What about you? Have you ever moved to a new place where you never lived before?


  1. Many times! And finding the right neighborhood is always a gamble.

    1. Hi Charly,
      That's definitely true. I think that the neighborhood is just as important as the apartment; I've lived in apartments that I really liked but the neighborhood (or the neighbors) ruined it for me.

  2. Congratulations on the new job!!! And on finding an apartment you like. Good things in store for you for sure.

    This post has made me feel vindicated for eschewing GPS. Something about it doesn't work with my brain and I always understand it backwards. I'm the kind who needs to study maps ahead of time and have my route nearly memorized - then written out in a way I understand on Post-it notes that I stick on my dashboard. It mostly works except for the time I didn't note an exit and drove under the Welcome to Michigan sign when my end destination was Indiana.

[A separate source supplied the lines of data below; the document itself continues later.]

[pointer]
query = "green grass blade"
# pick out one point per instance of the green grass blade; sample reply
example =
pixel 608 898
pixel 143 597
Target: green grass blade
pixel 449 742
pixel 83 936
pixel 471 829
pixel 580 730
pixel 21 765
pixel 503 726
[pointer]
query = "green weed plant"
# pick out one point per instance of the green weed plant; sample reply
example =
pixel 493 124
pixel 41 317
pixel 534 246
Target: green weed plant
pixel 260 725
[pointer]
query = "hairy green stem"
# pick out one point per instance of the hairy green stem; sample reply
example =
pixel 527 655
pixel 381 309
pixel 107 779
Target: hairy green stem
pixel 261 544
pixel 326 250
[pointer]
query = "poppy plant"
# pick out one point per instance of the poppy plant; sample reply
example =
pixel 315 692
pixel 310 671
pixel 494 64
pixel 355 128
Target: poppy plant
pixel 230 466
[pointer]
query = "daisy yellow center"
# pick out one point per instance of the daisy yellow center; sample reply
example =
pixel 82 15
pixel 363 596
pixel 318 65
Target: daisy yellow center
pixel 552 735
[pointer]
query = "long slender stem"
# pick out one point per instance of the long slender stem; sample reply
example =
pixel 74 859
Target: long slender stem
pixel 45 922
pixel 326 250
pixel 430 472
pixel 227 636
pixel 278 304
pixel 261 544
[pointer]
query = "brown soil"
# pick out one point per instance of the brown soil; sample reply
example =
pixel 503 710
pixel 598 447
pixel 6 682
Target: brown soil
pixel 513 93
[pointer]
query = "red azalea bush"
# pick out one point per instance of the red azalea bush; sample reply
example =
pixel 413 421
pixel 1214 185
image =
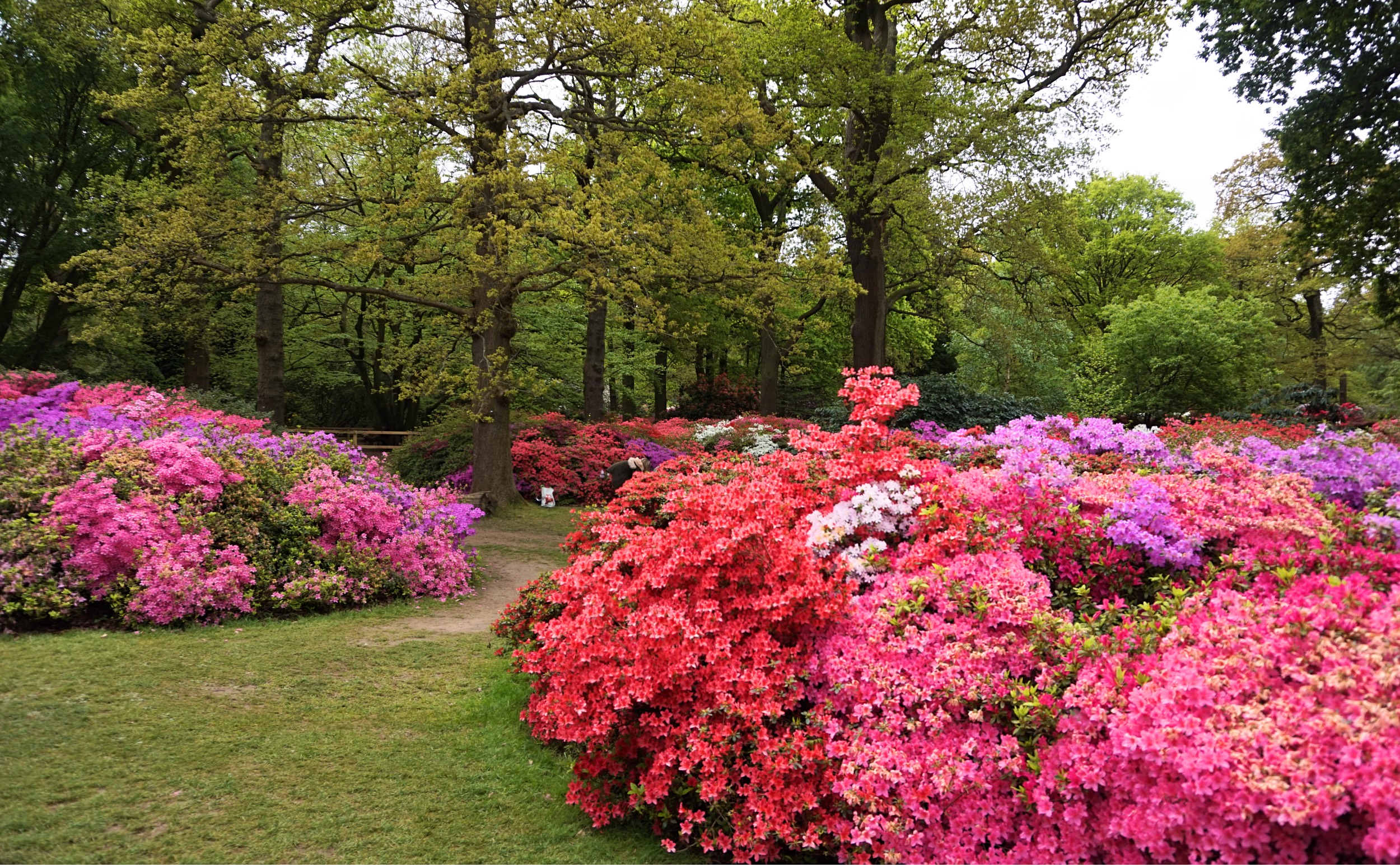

    Best of luck finding good movers - MUCH better luck than you had last time - and have fun packing!

    1. Hi Nicki,
      I think your way sounds a lot better than the GPS way. I was freaking out when I got lost and couldn't use my GPS; I freaked out even more when I almost spilled my water bottle on my phone. It made me realize how dependent people like me are on those things; it's important to have alternatives ready just in case situations like those happen.
      I did a lot more research on movers this time. What helped a lot was that my new employer offered me a job more than two months before I have to start working, whereas my former employer barely gave me three weeks. After getting on-site estimates and talking to several moving companies, I finally hired one that sounded good and is nationally known. Hopefully it'll be better this time around and I won't get scammed again.

  3. Your responses to what the leasing agents said were priceless!

    I only moved to a different city only about 30 minutes away. It was a little adventure figuring out where everything was, though.

    1. Hi Chrys,
      Thanks! I think that someday I might compile all the funny statements I've made (or wish I'd said) and put them into a book somehow. :)
      What you said about figuring out where everything was is definitely something I can relate to. I finally figured out where everything was in Small Town, to the point that I didn't get lost like I did in the beginning. And now I have to find my way around College Town, but I think it'll be interesting to explore it.

  4. Your responses to the landlords were indeed entertaining, I felt like I was watching a stand-up comedy routine! I hope the new job goes well and you don't need a chainsaw to deal with the students. I moved to Glasgow from the south of England to go to college - didn't know anyone, but I'm still here 14 years later. I do know people now though, including my wife and family, so it worked out!

    1. Hi Nick,
      Actually, the chainsaw is for any possible cannibalistic serial killers I might encounter on the drive over there; as we've seen in horror movies, they're everywhere.
      I think it's brave to move to a place where you don't know anyone, and that's great that it worked out for you so well.

  5. YAY! *happy dance* I'm so happy you got a job! And one that you're happy about too. Awesome! ^_^

    1. Hi Misha,
      Thanks! And I do feel pretty happy about it; I feel better than I have in a long time. I think it's partly because now I don't have to wrestle with the uncertainty of what's going to happen to me in August if I don't find a job.

  6. It's always difficult moving. Everything is different and new and slightly scary to begin with. Best wishes for your new job

    1. Hi Lynda,
      Thanks! And it's definitely very difficult to move; it's so much work. I'll be glad when I'm in College Town and I don't have to deal with all the hassle of moving anymore, but that's still several weeks from now.